The application uses ASP.NET Core sessions, which are configured with an unusually long idle timeout.

services.AddSession(options => {
    // IdleTimeout is set to a high value to confirm to requirements for this particular application.
    // In your application you should use an IdleTimeout that suits your application needs or stick to the default of 20 minutes.
    options.IdleTimeout = TimeSpan.FromDays(2);
});

Gotcha: By default, AddSession() uses an in-memory session provider. This will not work in a multi-instance (scaled-out) environment, as a user's session would only exist on the specific server instance they first connected to. For any scaled deployment, you must configure a distributed session state provider, such as:

• Distributed SQL Server Cache: services.AddDistributedSqlServerCache(...)
• Distributed Redis Cache: services.AddStackExchangeRedisCache(...)

Failure to configure a distributed session store will lead to inconsistent behavior and apparent "lost" sessions for users in a load-balanced environment.

Choosing a deployment method

The best deployment method depends on your team's expertise, infrastructure, and scalability requirements.

Method	Ease of Use	Flexibility & Control	Cost Model	Best For
Heroku	★★★★★	★★☆☆☆	Usage-based (PaaS)	Quickstarts, simple projects, teams preferring a managed platform.
Azure App Service	★★★★☆	★★★☆☆	Usage-based (PaaS)	.NET-centric teams, projects needing integration with other Azure services.
Docker	★★★☆☆	★★★★★	Infrastructure-based (IaaS)	CI/CD pipelines, multi-cloud/hybrid deployments, microservices.
Self-hosted	★★☆☆☆	★★★★★	Infrastructure-based (IaaS)	Teams with existing infrastructure, requirements for maximum control and customization.

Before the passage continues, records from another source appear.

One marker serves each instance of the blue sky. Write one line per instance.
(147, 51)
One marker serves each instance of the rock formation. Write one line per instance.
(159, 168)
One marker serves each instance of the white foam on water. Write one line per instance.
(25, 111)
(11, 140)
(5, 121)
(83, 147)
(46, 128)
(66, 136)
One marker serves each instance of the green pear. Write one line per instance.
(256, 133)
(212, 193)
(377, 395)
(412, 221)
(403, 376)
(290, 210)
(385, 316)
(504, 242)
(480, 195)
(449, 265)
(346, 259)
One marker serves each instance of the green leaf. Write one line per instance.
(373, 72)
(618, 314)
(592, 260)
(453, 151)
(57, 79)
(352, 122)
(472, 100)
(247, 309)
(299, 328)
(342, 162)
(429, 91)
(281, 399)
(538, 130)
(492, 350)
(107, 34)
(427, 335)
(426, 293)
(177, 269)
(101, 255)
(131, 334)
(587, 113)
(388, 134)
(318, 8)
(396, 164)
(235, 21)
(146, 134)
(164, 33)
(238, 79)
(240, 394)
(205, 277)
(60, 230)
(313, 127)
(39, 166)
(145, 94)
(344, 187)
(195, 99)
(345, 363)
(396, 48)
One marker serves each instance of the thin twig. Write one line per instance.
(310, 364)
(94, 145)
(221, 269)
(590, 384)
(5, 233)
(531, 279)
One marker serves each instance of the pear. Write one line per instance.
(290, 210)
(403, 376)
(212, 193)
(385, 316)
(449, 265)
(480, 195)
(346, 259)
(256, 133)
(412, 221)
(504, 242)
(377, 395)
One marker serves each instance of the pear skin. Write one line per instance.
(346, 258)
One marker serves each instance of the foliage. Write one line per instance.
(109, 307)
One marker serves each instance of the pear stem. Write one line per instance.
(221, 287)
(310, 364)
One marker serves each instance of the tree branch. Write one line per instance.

• For rapid prototyping and simplicity, Heroku is an excellent choice due to its one-click deployment capability.
• For robust, scalable .NET applications, Azure App Service provides a powerful, well-integrated environment.
• For maximum portability and modern DevOps practices, Docker is the recommended approach, as it decouples the application from the underlying infrastructure.